Inutile correre alle elezioni, con le riforme o senza: se prima non si rottamano le idee malsane, la crisi andrà sempre più avanti

Per Renzi, il traino degli 80 euro in busta paga è ormai logoro: l’estensione del bonus alle giovani mamme si è guadagnato appena il taglio basso dei giornali. Il lustro della Presidenza europea si è consumato, con un compromesso mediaticamente incomprensibile sull’aggiustamento al disavanzo strutturale, portato dallo 0,1% allo 0,4%: il deficit del 2015 rimarrà al di sotto del 3%, anche perché con il rapporto debito/PIL che abbiamo, non c’è da fare gli spiritosi. Per il resto, anche la comunicazione comincia ad essere stracca: serve il prodotto, che invece non c’è. Quello che c’era, è già stato venduto tutto.

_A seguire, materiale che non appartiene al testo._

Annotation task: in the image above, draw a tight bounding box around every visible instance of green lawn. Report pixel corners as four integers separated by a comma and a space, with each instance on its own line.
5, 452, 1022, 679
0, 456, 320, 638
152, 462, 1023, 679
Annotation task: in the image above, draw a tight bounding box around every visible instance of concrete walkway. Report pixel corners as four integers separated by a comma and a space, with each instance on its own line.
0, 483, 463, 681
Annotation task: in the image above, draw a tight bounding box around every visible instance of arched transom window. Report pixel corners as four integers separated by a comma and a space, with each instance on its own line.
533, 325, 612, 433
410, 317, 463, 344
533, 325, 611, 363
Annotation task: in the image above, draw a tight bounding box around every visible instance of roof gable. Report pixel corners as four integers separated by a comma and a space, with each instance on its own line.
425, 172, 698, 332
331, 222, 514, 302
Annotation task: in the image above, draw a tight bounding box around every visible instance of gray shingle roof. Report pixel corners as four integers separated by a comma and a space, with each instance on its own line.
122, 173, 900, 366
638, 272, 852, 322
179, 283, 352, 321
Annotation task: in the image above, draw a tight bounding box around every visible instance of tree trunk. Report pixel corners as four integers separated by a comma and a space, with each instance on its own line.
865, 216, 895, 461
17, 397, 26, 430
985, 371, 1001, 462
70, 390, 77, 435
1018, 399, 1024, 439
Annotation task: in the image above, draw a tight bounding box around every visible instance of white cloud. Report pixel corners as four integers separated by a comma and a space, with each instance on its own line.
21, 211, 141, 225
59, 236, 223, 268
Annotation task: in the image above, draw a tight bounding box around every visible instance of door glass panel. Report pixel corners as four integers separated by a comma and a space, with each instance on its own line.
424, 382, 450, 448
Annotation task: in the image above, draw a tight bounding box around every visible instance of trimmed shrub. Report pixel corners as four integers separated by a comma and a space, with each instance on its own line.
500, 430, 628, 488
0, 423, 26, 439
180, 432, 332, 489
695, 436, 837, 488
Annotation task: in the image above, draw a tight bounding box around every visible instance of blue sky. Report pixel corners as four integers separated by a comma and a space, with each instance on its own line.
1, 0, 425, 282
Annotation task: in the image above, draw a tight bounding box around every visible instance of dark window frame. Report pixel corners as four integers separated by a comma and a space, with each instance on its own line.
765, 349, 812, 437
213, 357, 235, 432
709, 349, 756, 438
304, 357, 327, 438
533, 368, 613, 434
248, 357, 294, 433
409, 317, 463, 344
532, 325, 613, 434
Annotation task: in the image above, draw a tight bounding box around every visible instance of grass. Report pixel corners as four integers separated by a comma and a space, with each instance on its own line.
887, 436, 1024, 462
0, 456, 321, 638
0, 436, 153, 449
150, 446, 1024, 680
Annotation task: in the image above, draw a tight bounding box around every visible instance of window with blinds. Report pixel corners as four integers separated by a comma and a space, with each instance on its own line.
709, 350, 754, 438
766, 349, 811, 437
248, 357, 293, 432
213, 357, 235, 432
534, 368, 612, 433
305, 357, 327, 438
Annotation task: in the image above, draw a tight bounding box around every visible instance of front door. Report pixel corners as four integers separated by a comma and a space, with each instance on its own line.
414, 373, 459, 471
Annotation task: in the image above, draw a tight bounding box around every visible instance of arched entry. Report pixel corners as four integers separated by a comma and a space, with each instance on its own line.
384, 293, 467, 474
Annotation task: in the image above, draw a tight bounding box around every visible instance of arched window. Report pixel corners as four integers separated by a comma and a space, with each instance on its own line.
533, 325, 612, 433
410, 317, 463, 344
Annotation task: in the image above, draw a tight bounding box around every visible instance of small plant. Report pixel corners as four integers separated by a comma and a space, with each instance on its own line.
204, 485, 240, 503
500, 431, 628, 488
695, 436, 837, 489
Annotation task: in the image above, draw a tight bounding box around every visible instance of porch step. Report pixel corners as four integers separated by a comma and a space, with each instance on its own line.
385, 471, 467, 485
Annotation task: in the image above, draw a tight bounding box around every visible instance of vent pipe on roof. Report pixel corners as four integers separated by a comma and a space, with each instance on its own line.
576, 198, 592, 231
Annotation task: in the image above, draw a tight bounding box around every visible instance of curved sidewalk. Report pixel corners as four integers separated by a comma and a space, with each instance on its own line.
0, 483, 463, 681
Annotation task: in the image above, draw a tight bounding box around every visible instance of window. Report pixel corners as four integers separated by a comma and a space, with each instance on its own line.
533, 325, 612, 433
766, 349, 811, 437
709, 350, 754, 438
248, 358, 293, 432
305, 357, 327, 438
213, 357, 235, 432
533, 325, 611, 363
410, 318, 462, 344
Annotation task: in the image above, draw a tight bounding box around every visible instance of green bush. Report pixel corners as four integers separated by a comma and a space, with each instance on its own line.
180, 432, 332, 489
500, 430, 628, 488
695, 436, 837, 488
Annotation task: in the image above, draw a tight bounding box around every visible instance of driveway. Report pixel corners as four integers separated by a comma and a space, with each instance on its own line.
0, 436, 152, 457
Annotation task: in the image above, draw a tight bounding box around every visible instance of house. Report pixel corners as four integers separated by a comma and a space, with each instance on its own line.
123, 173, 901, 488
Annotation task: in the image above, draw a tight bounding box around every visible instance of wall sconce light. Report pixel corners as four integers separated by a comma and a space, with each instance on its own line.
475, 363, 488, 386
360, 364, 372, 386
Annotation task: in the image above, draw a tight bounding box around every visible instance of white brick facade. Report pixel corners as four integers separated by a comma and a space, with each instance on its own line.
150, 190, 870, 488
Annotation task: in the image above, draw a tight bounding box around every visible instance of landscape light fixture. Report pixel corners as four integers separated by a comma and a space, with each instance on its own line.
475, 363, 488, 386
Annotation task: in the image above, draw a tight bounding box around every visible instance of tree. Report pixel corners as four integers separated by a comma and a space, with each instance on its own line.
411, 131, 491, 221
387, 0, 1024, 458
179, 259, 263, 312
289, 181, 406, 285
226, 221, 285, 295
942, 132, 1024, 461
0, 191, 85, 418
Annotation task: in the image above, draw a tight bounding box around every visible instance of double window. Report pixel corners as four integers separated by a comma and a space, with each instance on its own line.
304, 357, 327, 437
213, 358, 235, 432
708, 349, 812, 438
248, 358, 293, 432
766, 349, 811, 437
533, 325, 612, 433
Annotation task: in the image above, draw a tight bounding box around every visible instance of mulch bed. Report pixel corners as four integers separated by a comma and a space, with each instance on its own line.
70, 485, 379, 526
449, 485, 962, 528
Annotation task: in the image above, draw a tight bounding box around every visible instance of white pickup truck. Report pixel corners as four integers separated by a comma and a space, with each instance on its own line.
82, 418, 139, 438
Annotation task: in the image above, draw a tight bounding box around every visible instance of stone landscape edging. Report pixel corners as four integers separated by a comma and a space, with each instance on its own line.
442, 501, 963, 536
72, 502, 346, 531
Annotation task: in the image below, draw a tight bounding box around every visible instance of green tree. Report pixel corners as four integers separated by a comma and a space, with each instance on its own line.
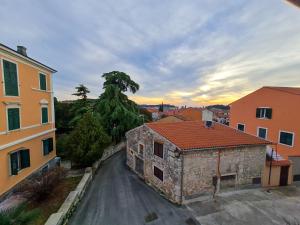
69, 85, 92, 127
96, 71, 142, 142
66, 112, 111, 166
72, 84, 90, 100
54, 97, 75, 132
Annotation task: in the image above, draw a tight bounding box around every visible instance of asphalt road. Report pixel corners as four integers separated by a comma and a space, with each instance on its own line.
68, 151, 199, 225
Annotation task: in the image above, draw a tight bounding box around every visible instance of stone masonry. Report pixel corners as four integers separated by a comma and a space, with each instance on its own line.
126, 125, 266, 204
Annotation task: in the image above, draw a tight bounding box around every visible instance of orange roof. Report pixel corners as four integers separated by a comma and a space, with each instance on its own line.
264, 86, 300, 95
146, 108, 159, 113
157, 115, 186, 123
146, 121, 271, 150
176, 108, 203, 121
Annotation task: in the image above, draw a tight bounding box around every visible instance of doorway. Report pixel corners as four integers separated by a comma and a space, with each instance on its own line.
279, 166, 289, 186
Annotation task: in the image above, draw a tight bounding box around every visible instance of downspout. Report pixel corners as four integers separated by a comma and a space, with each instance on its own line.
180, 153, 184, 204
216, 150, 221, 194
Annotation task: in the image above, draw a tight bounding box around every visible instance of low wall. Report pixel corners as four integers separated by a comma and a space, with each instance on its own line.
44, 142, 125, 225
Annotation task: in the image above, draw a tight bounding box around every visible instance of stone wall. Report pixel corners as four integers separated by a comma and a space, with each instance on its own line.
126, 125, 182, 203
182, 146, 266, 199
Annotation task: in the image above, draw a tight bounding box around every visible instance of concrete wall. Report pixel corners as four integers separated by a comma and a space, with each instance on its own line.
182, 146, 266, 199
289, 156, 300, 178
126, 125, 182, 203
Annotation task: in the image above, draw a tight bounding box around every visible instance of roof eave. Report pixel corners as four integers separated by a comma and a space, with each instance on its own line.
181, 143, 271, 152
0, 44, 57, 73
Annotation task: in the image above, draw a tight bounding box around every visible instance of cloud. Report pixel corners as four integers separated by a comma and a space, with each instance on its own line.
0, 0, 300, 106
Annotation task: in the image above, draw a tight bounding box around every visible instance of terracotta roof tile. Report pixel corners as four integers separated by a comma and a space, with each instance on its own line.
146, 121, 271, 150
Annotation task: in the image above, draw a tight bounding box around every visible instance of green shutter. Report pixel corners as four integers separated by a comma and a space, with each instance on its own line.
10, 152, 19, 175
39, 73, 47, 91
8, 108, 20, 131
20, 149, 30, 169
3, 60, 19, 96
43, 139, 49, 155
42, 107, 48, 124
48, 138, 53, 152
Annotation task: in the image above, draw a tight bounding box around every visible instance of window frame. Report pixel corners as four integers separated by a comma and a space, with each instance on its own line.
153, 141, 164, 159
6, 105, 21, 132
9, 148, 30, 176
256, 107, 272, 119
237, 123, 245, 132
278, 130, 294, 147
39, 73, 47, 91
257, 127, 268, 139
41, 105, 49, 124
42, 137, 54, 156
138, 143, 144, 156
153, 165, 164, 182
1, 58, 20, 97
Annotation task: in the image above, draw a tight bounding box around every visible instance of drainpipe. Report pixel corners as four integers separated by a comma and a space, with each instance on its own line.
216, 150, 221, 193
180, 153, 184, 204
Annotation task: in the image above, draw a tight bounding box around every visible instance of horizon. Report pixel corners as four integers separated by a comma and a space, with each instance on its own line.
1, 0, 300, 106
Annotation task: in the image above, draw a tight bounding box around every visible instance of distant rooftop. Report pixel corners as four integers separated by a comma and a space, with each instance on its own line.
147, 121, 271, 150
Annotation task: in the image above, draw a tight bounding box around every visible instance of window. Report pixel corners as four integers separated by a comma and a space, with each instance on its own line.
41, 107, 48, 124
7, 108, 20, 131
256, 108, 272, 119
139, 144, 144, 155
3, 60, 19, 96
237, 123, 245, 132
279, 131, 294, 146
10, 149, 30, 175
154, 141, 163, 158
153, 166, 163, 181
43, 138, 54, 155
39, 73, 47, 91
258, 127, 267, 139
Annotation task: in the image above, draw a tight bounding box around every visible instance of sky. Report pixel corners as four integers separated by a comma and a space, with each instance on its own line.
0, 0, 300, 106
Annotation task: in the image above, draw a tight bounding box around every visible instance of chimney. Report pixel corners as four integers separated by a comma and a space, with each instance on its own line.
17, 46, 27, 56
202, 109, 213, 128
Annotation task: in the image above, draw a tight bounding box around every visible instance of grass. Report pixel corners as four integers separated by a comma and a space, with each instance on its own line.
26, 176, 82, 225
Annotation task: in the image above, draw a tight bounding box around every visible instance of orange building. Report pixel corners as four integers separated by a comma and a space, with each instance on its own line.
230, 86, 300, 183
0, 44, 57, 197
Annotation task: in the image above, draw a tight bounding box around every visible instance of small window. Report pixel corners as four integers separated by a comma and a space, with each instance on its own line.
3, 60, 19, 96
256, 108, 272, 119
237, 123, 245, 132
39, 73, 47, 91
43, 138, 54, 155
154, 142, 163, 158
279, 131, 294, 146
258, 127, 267, 139
252, 177, 261, 184
7, 108, 20, 131
10, 149, 30, 175
139, 144, 144, 155
41, 107, 48, 124
154, 166, 163, 181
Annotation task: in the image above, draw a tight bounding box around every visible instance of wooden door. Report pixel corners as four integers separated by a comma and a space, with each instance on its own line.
280, 166, 289, 186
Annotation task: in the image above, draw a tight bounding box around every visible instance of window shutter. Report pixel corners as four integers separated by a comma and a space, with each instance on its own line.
266, 108, 272, 119
10, 152, 19, 175
20, 149, 30, 169
256, 108, 260, 118
8, 108, 20, 130
3, 60, 19, 96
39, 74, 47, 91
42, 107, 48, 123
48, 138, 54, 152
43, 139, 49, 155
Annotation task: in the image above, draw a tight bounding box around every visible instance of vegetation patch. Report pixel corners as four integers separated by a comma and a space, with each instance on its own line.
144, 212, 158, 223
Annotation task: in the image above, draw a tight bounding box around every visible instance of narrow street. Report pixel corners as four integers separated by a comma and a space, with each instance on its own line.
68, 151, 198, 225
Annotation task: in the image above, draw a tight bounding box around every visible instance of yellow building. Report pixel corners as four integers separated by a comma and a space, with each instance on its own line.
0, 44, 57, 198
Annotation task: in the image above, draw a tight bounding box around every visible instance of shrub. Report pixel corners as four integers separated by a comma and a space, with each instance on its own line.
0, 203, 40, 225
21, 167, 66, 202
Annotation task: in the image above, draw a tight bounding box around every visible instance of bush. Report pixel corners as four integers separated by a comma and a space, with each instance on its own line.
20, 167, 66, 202
0, 203, 40, 225
67, 112, 111, 167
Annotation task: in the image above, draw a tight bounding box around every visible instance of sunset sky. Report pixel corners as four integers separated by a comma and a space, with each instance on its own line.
1, 0, 300, 106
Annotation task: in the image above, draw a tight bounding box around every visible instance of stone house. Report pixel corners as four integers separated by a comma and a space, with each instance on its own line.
126, 121, 271, 204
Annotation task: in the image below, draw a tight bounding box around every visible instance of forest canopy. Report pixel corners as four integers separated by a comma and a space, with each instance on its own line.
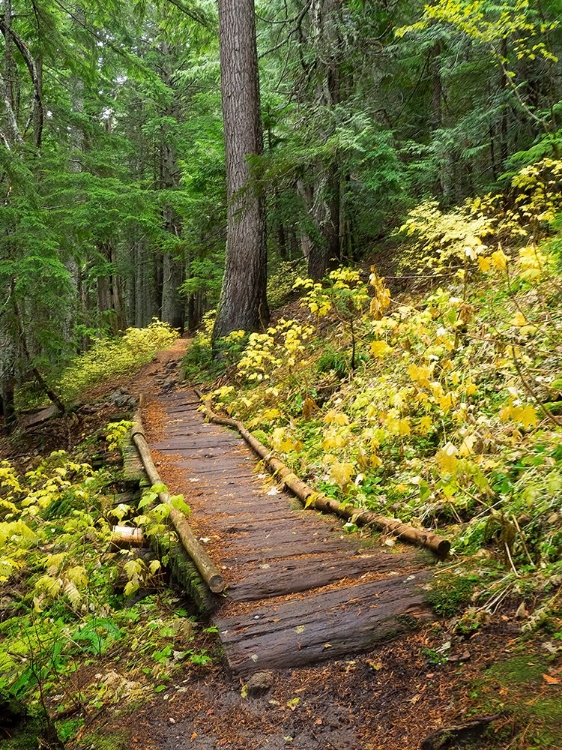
1, 0, 562, 417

Ecco perché è la crisi-lumaca ad essere più veloce dell’Achille-Renzi: ha puntato tutto sulla ripresa, sull’ottimismo, sui risultati, sulle riforme. Con le crisi incipienti di grandi complessi industriali, dal settore della siderurugia a quella della energia, con il settore bancario sempre cauto nella erogazione del credito e con i cittadini che temono per il futuro, anche l’idea di mettere il TFR in busta paga si sta dimostrando perdente. Sarebbe stato più intelligente detassare le tredicesime.

Serviva aprire un contenzioso pesante sulla missione della BCE, sul ruolo della moneta in Europa, sul fatto che sono state aiutate le banche e non i cittadini, che ora pagano per tutti. Ci si è limitati a prendere atto di una strategia insensata, quella del rigore a tutti i costi, che ha portando un intero continente a sfarinarsi: senza strumenti per crescere né una strategia credibile. Stiamo tutti appesi alle parole, di Draghi o di Junker: l’acquisto degli ABS o la flessibilità accordata sul Fiscal Compact hanno la stessa utilità dei frigoriferi al Polo Nord.

Bisognava rottamare le idee malsane, non gli uomini anziani: non è una questione di coraggio, ma di strategia. Anche questa, chi non ce l’ha non se la può dare.